Казалось, Потсдам должен был принести Егору Ивановичу облегчение. А получилось наоборот: никакого облегчения. Вдруг пришла усталость, какой до этого не было. Единственно хотелось: добраться до благословенного ясенцевского жилища и дать тишине полонить себя. Но, видно, безнадежно минуло время тишины — пришла наркоминдельская депеша, предлагающая Бардину немедленно явиться на Кузнецкий. За страдную жизнь Егора Ивановича было столько подобных депеш, требующих срочной явки, что Егор Иванович утратил ощущение, когда необходимость в нем была действительно срочной, а когда не срочной — при последующей проверке слова, уместившиеся в депеше, выглядели не столь сильно, как при первом чтении. Поэтому, получив телеграмму, Бардин усомнился — надо ли менять железную дорогу на самолет, а усомнившись, показал депешу Бекетову. Но многомудрый Бекетыч не оставил места для сомнений — он сказал, что подобные депеши получил не только Бардин… Дальше следовал перечень имен, небольшой и не очень громкий, но отмеченный одной привилегией: все они имели отношение к Дальнему Востоку, Этого открытия было достаточно, чтобы поезд был сменен на генштабистский самолет, отправляющийся по особому расписанию в Москву с получасовой остановкой в Киеве. Бекетов не получил наркоминдельской депеши, но он вылетел одновременно с Бардиным, резонно полагая, что без Егора ему нечего делать ни в Потсдаме, ни в поезде, идущем в Москву…

Бардин был в Ясенцах около полуночи и был удивлен, приметив в Иоанновой комнате свет, — старик вставал с петухами и должен был ложиться не поздно. Егор Иванович был немало встревожен, когда, прикоснувшись к входной двери, обнаружил, что она не заперта — забывчивость приходит с тревогой. В доме пахло зеленинскими — вот он, запах этой тревоги. Бардин шагнул в комнату отца и едва не сшибся в дверях с Ольгой.

— Ой, свят-свят — как это ты вошел? — встрепенулась Ольга, отступая.

— В самом деле, как вошел? — весело подхватил Иоанн и пояснил неунывающе. — Через трубу! Только как ты со своей комплекцией изящной через поддувало проскользнул?

— Теперь вижу: здоров!.. — Егор осмотрелся — стоял стул, у изголовья, заставленный склянками. — Ума не приложу: откуда только вот дым-зеленинский?

Но Иоанну был не по душе разговор.

— Победил немца, сын? — вопросил он, смеясь, — была в его вопросе ирония, Иоаннова, на веки веков живучая.

— Победил, отец… — неунывающе ответил в тон родителю Бардин.

— Вот и хорошо, — молвил Иоанн и медленно натянул одеяло. — Теперь и выспаться можно…

На том и порешили; немец был побежден, и можно, пожалуй, подумать о нови безмятежной.

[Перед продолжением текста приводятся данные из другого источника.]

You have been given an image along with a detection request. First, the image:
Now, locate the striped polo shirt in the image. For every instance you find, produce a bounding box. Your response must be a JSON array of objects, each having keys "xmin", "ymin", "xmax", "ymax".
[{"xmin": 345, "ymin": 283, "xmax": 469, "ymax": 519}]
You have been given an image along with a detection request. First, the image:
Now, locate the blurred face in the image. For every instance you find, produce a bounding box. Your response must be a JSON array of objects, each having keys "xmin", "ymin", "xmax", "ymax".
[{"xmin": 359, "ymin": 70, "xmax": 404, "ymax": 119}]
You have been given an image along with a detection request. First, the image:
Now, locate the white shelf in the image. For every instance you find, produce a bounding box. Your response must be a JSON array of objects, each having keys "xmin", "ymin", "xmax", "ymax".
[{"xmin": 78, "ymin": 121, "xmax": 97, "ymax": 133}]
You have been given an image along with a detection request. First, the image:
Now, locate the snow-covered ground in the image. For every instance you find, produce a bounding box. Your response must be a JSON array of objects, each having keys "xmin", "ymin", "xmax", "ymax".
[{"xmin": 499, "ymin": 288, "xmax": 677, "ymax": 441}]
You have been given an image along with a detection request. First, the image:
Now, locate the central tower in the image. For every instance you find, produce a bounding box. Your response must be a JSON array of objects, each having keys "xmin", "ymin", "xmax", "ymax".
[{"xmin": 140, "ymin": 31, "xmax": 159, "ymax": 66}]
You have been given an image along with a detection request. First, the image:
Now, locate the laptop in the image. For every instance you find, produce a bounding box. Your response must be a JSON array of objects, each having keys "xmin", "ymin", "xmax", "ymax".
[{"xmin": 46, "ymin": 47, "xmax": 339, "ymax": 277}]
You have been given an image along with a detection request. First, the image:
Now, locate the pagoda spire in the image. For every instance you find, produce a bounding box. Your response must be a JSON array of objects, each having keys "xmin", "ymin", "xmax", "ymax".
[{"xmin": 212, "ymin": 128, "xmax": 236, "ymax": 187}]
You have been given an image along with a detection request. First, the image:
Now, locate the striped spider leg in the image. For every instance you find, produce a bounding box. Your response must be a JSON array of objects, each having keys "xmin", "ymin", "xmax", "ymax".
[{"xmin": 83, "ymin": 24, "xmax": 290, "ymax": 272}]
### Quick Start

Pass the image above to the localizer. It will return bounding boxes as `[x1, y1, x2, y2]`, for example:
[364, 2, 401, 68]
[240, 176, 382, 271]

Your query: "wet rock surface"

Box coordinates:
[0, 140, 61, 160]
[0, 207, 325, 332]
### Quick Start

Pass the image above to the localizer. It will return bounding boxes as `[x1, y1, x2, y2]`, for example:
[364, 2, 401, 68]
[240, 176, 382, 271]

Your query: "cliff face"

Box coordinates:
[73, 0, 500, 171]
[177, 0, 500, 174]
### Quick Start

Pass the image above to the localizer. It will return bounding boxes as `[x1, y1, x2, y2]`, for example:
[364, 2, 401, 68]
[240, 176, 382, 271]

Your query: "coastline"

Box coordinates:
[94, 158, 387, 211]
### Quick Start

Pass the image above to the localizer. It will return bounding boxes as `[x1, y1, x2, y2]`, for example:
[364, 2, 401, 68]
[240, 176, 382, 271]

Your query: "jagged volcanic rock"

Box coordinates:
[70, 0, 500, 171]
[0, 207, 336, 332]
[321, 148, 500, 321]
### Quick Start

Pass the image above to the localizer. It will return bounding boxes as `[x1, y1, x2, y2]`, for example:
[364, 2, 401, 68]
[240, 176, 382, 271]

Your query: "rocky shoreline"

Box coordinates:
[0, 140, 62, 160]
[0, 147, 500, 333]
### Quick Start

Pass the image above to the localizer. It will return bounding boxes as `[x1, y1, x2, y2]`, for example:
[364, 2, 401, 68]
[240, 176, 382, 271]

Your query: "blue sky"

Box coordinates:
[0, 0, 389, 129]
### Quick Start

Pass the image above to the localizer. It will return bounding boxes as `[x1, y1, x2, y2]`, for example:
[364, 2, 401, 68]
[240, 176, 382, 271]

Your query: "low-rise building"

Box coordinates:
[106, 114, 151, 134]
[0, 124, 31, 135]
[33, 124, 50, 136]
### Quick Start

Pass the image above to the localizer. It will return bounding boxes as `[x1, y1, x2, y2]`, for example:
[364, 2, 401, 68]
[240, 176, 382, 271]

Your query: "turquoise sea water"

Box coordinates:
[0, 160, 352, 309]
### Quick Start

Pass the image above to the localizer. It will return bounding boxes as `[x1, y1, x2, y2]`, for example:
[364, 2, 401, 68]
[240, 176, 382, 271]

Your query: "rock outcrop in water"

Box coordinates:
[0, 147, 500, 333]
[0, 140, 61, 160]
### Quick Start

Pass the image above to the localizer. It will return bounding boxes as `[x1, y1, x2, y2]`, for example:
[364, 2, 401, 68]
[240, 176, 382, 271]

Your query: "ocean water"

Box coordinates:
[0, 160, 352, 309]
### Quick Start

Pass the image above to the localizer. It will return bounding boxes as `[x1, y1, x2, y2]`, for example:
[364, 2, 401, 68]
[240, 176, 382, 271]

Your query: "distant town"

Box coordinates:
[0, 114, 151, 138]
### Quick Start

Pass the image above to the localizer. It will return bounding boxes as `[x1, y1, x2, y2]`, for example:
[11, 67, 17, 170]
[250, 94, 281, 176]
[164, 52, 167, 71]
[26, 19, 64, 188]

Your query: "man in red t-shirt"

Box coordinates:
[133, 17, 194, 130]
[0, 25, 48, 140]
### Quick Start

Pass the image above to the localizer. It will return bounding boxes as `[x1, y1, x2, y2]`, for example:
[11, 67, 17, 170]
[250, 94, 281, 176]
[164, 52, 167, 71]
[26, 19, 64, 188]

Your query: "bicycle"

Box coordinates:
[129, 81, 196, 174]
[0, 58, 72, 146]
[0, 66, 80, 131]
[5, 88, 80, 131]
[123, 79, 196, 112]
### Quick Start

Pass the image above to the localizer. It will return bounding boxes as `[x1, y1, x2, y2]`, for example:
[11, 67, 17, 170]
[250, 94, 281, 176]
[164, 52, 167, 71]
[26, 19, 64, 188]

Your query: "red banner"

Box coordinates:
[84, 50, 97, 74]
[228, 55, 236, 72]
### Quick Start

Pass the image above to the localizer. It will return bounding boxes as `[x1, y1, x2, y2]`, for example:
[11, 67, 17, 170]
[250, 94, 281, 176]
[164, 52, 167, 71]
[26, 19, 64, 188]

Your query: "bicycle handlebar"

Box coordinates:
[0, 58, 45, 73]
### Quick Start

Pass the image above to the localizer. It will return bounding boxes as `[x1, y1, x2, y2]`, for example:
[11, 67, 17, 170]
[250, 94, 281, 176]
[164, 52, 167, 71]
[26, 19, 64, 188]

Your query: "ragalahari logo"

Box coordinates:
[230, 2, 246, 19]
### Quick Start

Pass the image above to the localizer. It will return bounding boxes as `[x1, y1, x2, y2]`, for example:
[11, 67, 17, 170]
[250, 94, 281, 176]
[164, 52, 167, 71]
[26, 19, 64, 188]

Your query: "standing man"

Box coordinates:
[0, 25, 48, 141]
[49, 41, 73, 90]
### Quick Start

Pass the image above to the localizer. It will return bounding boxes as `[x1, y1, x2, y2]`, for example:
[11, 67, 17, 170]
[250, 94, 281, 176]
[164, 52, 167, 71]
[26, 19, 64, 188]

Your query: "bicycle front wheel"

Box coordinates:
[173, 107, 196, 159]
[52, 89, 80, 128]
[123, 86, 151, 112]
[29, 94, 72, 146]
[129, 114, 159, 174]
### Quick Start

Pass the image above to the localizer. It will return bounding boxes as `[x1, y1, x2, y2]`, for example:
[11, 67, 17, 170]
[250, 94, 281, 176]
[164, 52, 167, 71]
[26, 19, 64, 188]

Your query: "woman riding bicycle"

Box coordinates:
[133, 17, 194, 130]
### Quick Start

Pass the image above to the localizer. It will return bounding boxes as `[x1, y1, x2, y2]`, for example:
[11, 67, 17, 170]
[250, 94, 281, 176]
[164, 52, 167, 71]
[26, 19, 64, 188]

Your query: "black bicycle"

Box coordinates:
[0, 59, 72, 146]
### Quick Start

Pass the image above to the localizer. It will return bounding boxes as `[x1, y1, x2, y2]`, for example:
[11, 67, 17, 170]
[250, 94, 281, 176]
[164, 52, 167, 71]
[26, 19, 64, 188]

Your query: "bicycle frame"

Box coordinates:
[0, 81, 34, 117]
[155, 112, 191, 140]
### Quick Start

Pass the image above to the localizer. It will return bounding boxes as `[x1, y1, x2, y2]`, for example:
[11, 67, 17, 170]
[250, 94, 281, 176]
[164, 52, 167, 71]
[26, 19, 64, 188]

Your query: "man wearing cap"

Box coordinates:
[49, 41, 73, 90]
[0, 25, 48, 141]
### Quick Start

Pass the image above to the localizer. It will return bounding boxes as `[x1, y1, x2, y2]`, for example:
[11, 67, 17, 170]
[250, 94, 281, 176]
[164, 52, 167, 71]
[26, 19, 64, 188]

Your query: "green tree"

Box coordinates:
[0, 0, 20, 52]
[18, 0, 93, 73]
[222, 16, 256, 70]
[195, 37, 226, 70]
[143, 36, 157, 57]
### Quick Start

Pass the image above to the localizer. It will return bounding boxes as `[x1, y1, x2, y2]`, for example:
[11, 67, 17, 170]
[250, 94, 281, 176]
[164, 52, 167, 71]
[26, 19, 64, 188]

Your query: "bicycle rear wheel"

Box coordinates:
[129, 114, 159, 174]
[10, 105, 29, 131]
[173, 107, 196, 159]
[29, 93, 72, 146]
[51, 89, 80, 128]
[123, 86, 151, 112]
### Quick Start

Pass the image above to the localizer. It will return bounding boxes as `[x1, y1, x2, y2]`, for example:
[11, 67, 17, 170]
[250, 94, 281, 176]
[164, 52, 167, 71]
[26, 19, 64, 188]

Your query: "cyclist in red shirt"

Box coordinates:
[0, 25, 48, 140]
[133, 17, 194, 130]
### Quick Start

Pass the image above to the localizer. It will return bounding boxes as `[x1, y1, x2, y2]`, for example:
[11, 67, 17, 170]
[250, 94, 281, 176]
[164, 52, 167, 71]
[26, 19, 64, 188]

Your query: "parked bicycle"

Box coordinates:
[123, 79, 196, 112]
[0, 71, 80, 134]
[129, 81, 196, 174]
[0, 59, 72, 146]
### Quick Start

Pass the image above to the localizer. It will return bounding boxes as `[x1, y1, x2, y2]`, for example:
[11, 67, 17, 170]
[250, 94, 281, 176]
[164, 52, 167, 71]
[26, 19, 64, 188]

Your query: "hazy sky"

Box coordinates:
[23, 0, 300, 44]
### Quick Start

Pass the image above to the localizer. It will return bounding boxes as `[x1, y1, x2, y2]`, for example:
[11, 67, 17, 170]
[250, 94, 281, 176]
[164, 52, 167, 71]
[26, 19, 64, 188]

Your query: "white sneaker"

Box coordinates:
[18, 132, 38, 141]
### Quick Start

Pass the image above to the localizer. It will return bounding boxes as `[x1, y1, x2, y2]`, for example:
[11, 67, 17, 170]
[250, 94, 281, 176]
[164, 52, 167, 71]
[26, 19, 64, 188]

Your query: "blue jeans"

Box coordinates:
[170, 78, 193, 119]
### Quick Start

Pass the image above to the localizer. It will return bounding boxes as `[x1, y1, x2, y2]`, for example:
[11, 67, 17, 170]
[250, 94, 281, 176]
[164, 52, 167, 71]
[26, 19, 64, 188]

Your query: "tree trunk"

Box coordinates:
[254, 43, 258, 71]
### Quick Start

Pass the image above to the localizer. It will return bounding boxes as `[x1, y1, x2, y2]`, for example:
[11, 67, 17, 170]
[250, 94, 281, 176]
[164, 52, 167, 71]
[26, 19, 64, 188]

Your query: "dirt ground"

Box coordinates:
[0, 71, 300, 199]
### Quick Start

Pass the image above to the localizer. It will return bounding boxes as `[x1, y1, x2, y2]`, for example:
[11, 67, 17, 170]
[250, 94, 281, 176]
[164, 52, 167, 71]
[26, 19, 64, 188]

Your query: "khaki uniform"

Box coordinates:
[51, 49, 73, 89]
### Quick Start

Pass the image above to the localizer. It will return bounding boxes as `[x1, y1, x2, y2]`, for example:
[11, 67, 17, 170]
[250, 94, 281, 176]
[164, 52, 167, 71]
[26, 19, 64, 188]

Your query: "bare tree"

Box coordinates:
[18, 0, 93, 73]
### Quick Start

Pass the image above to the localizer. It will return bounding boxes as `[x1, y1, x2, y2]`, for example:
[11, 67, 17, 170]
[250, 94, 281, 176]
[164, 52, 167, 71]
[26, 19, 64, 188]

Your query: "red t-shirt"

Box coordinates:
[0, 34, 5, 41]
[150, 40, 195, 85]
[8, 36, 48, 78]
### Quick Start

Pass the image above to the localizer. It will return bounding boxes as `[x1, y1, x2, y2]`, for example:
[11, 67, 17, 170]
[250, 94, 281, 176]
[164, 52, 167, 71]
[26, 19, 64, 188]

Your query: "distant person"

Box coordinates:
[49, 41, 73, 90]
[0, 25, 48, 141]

Но безмятежной она, пожалуй, была только для Иоанна.

— Небось сдавило еще с вечера? — спросил Бардин Ольгу, когда вернулись к себе, — по расчетам Егора Ивановича, приступ начался часу в седьмом, все прежние разы было так.

— Нет, еще в сумерки… — заметила Ольга — все происшедшее с отцом окрасило в печальные тона и встречу с мужем. — Он все твердил: «Перебороть бы сумерки, а там будет легче…»

— Да не Сережка ли тому причиной? — скосил глаза Бардин на Иоаннову светелку.

— Сережка.

— Небось узнал отец?

— Узнал.

Вот он, железный трос, защитивший Иоанново сердце, — оборвался!

— Да как же… ты могла? — он готов был во всем винить ее — никогда не винил, сейчас хотел винить. — Я же просил тебя!

Она заметалась — ей был страшен гнев Егора, никогда она не видела его таким.

— Пришло письмо от Сергея, и оно попало отцу…

— Как же ты?..

— Тут нет моей вины, Егорушка, — произнесла она слабеющим голосом. — Пойми — нет вины… — она ткнулась мокрым лицом ему в грудь. — Я делала все, что могла…

Ему стало жаль ее. В самом деле, чего он на нее напустился? Кто делает для отца больше ее? Просто произошло непредвиденное, несчастный случай, который бы и ты не сумел предотвратить. Надо понимать: несчастный.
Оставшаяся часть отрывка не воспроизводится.